In discussing quasimind, it's important to consider Aristotle's
hierarchy of psyches in _De Anima_. Since Peirce was familiar with
Aristotle, that hierarchy may have had some influence on his views:
1. Vegetative psyche of plants.
2. Sensitive psyche of sessile animals like sponges and clams.
(Aristotle was the first to note that sponges were animals.)
3. Locomotive pysche of worms.
4. Psyche of animals having imagery (phantasia).
5. Rational psyche of an animal having logos (zôon logon echein).
Each psyche inherits all the abilities of the more primitive psyches.
For Aristotle, the rational psyche of humans is the most advanced.
For discussion of that hierarchy, see Martha Nussbaum & Hilary Putnam,
"Changing Aristotle's Mind",
http://moodle.nthu.edu.tw/file.php/28946/M._Nussbaum_and_H._Putnam_Changing_Aristotle_s_Mind.pdf
Interesting point: Nussbaum and Putnam cite the way Thomas Aquinas
used Aristotle's hierarchy to justify the resurrection of the body
at the Last Judgment. (Quotations below)
They say that Aquinas had a more integrated interpretation of
Aristotle than many later philosophers.

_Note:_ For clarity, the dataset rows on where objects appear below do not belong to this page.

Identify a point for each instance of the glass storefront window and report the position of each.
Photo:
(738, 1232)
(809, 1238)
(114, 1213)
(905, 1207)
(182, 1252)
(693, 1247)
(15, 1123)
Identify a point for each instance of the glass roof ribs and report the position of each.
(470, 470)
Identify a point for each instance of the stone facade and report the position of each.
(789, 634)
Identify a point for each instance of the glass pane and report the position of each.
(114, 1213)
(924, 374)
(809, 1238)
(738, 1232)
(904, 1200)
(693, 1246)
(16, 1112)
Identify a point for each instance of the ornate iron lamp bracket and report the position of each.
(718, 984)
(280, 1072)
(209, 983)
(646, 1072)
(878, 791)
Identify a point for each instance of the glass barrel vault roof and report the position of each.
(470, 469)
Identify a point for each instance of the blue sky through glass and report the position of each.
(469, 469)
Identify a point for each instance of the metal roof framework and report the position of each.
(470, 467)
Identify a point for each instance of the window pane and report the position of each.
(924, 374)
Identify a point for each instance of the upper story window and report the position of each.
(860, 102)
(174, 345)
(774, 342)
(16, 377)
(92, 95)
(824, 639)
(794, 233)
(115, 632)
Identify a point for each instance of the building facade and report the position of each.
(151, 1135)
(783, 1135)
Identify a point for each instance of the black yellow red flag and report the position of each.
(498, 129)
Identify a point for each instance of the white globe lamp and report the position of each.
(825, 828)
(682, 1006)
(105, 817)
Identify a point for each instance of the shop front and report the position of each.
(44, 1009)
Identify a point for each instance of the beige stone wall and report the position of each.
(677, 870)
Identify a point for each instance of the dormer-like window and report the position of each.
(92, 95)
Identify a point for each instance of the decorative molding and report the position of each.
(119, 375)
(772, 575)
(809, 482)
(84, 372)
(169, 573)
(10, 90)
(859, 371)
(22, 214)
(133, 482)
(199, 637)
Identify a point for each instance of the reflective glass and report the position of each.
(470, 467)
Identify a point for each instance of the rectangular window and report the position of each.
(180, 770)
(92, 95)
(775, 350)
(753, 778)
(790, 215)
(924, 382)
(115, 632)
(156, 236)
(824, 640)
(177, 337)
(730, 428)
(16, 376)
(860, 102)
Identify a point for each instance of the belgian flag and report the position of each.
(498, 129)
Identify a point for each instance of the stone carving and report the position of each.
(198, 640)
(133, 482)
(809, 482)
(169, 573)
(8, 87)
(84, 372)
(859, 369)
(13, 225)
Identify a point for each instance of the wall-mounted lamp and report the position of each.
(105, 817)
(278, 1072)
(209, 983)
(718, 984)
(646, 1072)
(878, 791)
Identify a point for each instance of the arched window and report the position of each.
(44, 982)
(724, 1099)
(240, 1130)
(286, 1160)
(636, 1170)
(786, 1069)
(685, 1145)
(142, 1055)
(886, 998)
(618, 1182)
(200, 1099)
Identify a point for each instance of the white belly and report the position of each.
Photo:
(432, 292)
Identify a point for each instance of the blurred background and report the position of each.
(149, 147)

But they don't claim
that the resurrection of the body is essential to that view.
John
_________________________________________________________________
From Nussbaum and Putnam (1992)
in the Summa Theologiae [Aquinas] concludes... that soul and body
are so unified, so fitly and fully together in all their activity,
that the separated soul has cognition only in a confused and unnatural
way. With the death of the body, sensing and phantasia go; but then,
he holds, all cognition of particulars and all modes of cognition
built on this must go as well. But then the natural human way of
cognizing must go: "To be separated from the body is contrary to the
principle of its nature, and similarly to cognize without turning to
phantasms is contrary to its nature. So it is united to the body so
that it should be and act according to its nature" (ST I, q. 89, a. 1).
What remains is only an imperfect cognition, 'confusam in communi'....
If the human mode of cognition is different, in its embodiment, from
that of God and the angels, still it is exactly suited to human life,
life in a world of changing perceptible particulars. Matter is suited
to its function, and cognition's embodied modes to the nature of
cognition's worldly objects (ST I, q. 84, a. 7).